Thursday, 11/17/2005 1:52:16 PM

Thursday, November 17, 2005 1:52:16 PM

Post# of 24710
Thank you, khemara. The Ericsson cat says a couple of things that seem to cry out for educated criticism, for which I'm not really equipped.

<<Ericsson has swapped its rich WCDMA patent portfolio with that of Qualcomm in a cross-licensing deal with virtually closed wallets, but smaller players in the WCDMA market without their own WCDMA technology will be forced to pay to use it.
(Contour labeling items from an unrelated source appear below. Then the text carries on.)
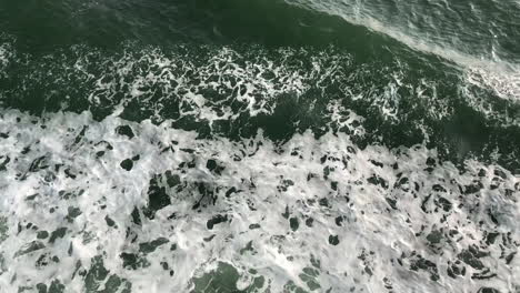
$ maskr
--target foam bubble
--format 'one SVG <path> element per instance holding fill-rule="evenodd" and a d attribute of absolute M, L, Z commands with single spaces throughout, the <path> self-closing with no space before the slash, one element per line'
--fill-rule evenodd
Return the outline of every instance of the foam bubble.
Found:
<path fill-rule="evenodd" d="M 499 165 L 170 124 L 2 110 L 1 287 L 519 290 L 520 179 Z"/>

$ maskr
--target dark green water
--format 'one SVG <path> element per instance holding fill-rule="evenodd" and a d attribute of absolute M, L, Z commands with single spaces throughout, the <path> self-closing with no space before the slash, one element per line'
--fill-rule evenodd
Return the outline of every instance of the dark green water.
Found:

<<"(On top of the Qualcomm royalties) then we (Ericsson, Nokia and others) have to charge for our technology. That's the problem, because it means handsets will become too expensive. We want cheap handsets. That drives infrastructure (investments)," Sundstroem said.>>

The first paragraph above says in effect that Ericsson does not pay royalties to Q. The next paragraph say that Ericsson does pay royalties to Q.

The Ericsson's guy says Q holds 15 percent of the WCDMA patents, whereas the analyst Thelander says Q has about 20 percent of the "essential" patents. The (unanswered) question arises, Who holds more patents than Q? What royalties--or what percentage of a European pool of WCDMA royalties--does that firm derive? If Thelander's 20-percent guess is correct (and it is more likely so than Ericsson's guess), is Q receiving more than 20 percent of total WCDMA royalties?

Note that Reuters, not Thelander calls WCDMA "the mobile phone technology for better voice and faster data communications such as video." Note that Reuters--hardly rooting for our side--is the service that cannot say the word "terrorist."

I know, I know. I'm about as unbiased as CFO Karl-Henrik.